Thursday, December 28, 2006
Merry Christmas my angel
Isn't it sad when the only new Christmas pictures you can post of your baby are these?
I miss you so much my little Kendra, especially now.
We all miss you.
You would have been 20 months old now. I wonder if you would have been sitting or crawling? I don't think you would have been walking yet but who knows? I certainly don't and I never will. I suppose it makes it easier to think that wherever you are now, you can run and skip and jump. I tell myself that when I am feeling sad, but the thing is I just don't know. I have to believe that I will see you again or I will go mad with the sadness of it all. I just miss holding you right here and now. Empty arms. They feel so very empty sometimes.
Your brother is visiting Ouma and Oupa and all your PE cousins at the moment so the house is very empty and quiet. I hope you are watching over him so he doesn't miss us too much. I know he misses you a lot.
Time to go before I get too sad. Ooops, too late! I love you my baby. Merry Christmas.
Wednesday, December 20, 2006
Sometimes...
Last night we went to dinner at a restaurant where we had been before with Kendra. And of all the tables there, Gathry wanted to sit at the table where we sat with her last time. He hadn't remembered that we had last sat there with her and agreed to sit somewhere else when I said I didn't want to sit there. Strange the things that affect one.

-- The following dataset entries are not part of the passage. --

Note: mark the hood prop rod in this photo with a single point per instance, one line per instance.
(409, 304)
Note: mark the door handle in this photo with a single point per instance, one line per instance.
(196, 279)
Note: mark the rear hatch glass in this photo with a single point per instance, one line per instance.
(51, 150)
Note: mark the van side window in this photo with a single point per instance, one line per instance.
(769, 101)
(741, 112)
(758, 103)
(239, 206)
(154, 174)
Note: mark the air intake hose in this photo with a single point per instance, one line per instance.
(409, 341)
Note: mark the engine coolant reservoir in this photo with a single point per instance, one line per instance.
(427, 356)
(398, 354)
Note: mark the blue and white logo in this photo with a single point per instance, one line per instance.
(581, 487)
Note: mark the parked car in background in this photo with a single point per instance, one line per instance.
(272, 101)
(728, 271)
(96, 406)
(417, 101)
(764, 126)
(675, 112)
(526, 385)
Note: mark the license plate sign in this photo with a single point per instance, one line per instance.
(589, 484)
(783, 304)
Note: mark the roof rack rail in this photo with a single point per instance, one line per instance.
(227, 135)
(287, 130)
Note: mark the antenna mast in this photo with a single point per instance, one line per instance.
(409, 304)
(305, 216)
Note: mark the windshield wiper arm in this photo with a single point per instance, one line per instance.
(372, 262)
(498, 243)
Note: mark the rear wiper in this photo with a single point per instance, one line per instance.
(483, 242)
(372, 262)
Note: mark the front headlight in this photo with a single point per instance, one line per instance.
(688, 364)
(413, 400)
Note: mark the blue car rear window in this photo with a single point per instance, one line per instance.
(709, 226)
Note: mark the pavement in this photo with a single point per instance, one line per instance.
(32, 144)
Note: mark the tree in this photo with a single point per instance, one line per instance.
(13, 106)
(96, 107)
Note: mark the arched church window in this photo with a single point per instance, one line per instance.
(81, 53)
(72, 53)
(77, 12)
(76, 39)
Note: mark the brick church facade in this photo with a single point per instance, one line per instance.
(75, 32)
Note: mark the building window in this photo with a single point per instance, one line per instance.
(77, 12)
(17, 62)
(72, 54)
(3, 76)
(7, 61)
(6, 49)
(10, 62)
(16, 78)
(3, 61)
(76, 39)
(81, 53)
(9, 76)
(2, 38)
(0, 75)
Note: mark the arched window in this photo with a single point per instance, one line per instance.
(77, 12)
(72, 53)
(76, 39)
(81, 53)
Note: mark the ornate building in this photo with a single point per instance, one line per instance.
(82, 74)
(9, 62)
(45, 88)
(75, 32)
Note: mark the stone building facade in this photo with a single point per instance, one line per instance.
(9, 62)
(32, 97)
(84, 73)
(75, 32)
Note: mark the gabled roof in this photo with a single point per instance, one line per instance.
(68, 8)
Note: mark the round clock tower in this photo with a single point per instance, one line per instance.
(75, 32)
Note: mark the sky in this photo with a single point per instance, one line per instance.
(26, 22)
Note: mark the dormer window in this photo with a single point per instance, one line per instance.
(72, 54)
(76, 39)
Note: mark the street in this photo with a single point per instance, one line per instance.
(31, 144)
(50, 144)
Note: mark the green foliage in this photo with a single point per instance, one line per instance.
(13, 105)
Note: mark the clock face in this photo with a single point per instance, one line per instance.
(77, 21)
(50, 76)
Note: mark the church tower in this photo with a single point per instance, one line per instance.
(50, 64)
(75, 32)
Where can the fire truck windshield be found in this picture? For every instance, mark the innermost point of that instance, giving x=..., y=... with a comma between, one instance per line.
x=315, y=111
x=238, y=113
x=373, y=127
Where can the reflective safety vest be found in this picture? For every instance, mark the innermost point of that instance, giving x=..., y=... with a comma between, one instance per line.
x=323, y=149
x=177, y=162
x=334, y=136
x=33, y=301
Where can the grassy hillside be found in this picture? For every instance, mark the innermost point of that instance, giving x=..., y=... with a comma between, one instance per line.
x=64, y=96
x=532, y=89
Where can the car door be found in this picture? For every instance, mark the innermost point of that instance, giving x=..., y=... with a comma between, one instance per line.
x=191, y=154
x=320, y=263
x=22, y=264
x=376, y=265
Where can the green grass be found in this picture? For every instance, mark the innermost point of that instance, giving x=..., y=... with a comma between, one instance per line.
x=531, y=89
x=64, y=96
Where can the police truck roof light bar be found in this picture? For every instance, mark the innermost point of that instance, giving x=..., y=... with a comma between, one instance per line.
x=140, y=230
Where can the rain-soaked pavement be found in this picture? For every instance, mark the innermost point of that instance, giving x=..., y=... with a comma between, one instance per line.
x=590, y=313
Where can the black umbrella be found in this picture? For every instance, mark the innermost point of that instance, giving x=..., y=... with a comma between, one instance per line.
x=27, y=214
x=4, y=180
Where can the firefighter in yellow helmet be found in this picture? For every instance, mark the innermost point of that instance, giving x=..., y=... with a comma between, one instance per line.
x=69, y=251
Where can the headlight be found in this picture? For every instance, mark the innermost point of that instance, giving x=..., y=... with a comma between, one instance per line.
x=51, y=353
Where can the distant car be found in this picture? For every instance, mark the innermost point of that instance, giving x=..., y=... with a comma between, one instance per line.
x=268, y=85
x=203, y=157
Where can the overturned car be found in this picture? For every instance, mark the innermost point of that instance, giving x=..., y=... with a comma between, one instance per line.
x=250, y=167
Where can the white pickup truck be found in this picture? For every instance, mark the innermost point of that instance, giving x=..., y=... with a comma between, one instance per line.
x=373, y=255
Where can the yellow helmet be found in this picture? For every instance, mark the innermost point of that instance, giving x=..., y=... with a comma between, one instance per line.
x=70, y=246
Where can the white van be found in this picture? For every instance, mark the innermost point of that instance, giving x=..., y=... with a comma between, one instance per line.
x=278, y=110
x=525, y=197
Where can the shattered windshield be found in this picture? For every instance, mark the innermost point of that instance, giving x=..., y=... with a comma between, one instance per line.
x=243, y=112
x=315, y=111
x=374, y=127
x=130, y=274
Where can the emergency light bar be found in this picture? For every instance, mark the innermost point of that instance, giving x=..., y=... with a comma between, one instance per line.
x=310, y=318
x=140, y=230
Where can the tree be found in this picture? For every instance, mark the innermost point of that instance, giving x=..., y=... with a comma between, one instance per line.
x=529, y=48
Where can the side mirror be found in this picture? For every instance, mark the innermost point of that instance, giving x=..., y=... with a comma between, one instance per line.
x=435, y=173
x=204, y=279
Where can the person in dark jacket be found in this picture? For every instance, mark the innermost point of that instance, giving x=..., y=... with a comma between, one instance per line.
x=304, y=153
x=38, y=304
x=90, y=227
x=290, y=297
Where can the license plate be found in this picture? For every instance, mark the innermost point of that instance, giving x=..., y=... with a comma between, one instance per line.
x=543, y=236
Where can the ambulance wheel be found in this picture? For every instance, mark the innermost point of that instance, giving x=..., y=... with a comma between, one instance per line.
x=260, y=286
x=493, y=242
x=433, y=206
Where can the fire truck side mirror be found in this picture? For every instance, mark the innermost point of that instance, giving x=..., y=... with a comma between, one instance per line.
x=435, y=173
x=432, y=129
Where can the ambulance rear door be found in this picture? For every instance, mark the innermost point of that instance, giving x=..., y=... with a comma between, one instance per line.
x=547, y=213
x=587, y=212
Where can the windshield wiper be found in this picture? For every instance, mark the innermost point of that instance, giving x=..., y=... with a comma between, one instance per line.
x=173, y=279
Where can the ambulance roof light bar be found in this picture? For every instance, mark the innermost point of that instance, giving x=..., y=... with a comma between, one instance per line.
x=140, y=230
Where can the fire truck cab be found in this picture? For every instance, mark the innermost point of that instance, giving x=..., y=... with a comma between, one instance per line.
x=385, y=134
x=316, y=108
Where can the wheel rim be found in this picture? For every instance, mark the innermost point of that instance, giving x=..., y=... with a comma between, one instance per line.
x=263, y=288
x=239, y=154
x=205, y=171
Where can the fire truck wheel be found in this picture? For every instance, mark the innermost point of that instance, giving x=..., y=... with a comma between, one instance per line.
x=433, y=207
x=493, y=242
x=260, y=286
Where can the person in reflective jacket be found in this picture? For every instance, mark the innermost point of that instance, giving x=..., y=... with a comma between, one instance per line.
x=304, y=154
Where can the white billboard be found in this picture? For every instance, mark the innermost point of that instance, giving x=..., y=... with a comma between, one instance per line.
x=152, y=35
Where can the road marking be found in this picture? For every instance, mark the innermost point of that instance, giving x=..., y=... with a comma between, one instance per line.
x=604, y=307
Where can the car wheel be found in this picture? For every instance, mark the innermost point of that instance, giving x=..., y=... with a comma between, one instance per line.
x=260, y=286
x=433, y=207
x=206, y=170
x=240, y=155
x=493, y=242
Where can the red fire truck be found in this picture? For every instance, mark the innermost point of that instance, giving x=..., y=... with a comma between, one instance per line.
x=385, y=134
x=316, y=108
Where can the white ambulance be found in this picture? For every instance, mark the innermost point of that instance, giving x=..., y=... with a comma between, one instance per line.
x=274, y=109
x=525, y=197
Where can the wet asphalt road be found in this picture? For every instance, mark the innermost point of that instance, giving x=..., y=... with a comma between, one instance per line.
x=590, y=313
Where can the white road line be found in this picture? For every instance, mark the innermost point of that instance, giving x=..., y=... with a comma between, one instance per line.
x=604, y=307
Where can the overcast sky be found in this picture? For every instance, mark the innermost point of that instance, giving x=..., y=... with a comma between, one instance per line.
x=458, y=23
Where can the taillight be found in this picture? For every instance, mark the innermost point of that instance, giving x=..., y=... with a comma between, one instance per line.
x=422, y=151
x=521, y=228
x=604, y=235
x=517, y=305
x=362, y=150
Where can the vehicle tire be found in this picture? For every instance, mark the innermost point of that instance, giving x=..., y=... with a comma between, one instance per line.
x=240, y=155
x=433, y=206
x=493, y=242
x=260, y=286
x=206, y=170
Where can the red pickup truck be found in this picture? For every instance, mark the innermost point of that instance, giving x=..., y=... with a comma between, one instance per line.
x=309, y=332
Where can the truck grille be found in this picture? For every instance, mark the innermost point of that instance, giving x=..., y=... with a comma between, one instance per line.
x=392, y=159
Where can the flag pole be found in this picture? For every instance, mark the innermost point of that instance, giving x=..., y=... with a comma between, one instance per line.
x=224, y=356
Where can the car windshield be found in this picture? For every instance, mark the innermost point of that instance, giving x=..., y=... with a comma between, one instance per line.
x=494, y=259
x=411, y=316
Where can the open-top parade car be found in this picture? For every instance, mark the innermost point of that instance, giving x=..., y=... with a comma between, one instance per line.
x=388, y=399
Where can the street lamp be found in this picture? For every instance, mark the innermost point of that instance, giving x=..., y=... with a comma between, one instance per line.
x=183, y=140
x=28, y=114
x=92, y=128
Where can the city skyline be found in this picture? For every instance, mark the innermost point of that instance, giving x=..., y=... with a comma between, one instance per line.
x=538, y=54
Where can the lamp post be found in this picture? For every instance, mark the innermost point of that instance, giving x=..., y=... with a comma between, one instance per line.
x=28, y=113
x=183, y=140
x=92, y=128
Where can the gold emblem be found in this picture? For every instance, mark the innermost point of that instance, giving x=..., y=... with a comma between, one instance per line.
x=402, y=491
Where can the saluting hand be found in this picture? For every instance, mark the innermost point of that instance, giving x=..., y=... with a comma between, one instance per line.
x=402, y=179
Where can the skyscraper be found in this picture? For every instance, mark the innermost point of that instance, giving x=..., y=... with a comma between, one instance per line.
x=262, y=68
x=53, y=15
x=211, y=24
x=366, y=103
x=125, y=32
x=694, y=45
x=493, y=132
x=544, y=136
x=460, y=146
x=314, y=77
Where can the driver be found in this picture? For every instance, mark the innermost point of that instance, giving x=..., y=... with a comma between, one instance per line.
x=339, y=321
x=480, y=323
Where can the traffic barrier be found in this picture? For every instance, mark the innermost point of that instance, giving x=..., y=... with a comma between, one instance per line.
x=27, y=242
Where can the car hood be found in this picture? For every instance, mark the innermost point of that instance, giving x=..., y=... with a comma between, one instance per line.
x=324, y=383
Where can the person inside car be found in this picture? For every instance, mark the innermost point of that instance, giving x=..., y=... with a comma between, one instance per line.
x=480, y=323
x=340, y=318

We are going to PE to his family for Christmas. I know it is going to be a difficult Christmas without Kendra here but I suppose being away from home will be a bit of a distraction and Branston will enjoy being with his cousins. I probably won't update again for a while so would like to wish everyone a merry Christmas and a great 2007. For us, it just has to be better than 2006.
I would also like to wish Raichelle a happy birthday for yesterday and aunt Ethel for the 23rd.
Friday, December 08, 2006
Hi there Charli
Remember Charli? She also has Jacobsen Syndrome and is now almost a year old. She had to have a huge operation recently to change the shape of her head. Here is an extract from the letter her mom sent me. We have been keeping in touch as I am really interested in seeing how Charli develops. I think it will give me a bit of an idea of how Kendra may have developed. Although I think developmentally they were/are quite different. Initially I was also able to give her mom some support/guidance or basically share experiences but now I think she has progressed beyond needing that as Charli will soon be older than Kendra got to. Isn't she gorgeous?
Before the operation.
After the operation.
Charli had her operation on Wed 8/11 to correct her craniosynostosis. It was a success and she is on the mend and we got to come home yesterday so she was out after 5 days but it was possibly the hardest thing I have ever been through. It was just so heartbreaking to see her so helpless and vulnerable and there was nothing I could do. Charli was admitted the day before and given platelet transfusions, then more during the surgery and afterwards. Besides a bit more than average blood loss (she lost 1L and was given 2 transfusions) it all went really well. She still has a lot of swelling and bruising but has good colour and no temps anymore. I was prepared to see a lot of swelling and bruising but nothing could have prepared me for how white she was, she was almost translucent. It gave us a big fright but that's all over and done with now.
I will send photos of her new little head. Originally they were just going to remove the strip of fused bone down the centre and 2 strips of bone from both sides of her head so that her brain would have more room to expand out. This would have meant that it would be a long time to see a result as her skull would have just grown around her brain shape. But amazingly the day of her surgery they decided to do the major op involving leaving the strip of fused bone and taking the 2 side plates and front plate out moulding it to a rounder shape then reattaching it (it took 5hrs). The plastic surgeon apparently did the same surgery on another Jacobsen's child a month ago and it was a success so they were confident Charli could be kept stable.So I guess the operation being postponed in August happened for a reason. Doing that op meant that Charli has the round result straight away and better still no more operations are needed. But I have to say after seeing what she went through I don't think I would subject her to more surgery anyway.
She is doing really well and is the strongest little girl. I tried to stay positive but it was always in the back of my mind that there was a chance of losing her and I just don't know how I would have coped. But you know what if we had have lost Charli I would have known she would have had a little friend named Kendra waiting for her in Heaven and that is comforting.
I was a little worried that Charli would lose a lot of weight and perhaps forget some of the things she had learnt but she is back to doing all her old tricks and only lost 20 gms she weighs approx 7.5kg. Charli has been sitting for a few weeks now without support, rolling, weight bearing and has 3 teeth. She loves her solids an prefers them to her bottles.
I was hoping you might if possible mention something on your blog site just so that other people with Jacobsen's kids know that with platelet transfusions it is possible to keep the kids stable for any surgery that is needed. The docs were very unsure of how to deal with Charli's situation because it is not very common.
Edited to add: Ok, I cannot get the captions to appear next to the proper pictures. Blogger is not that wonderful sometimes. But I think you get the idea.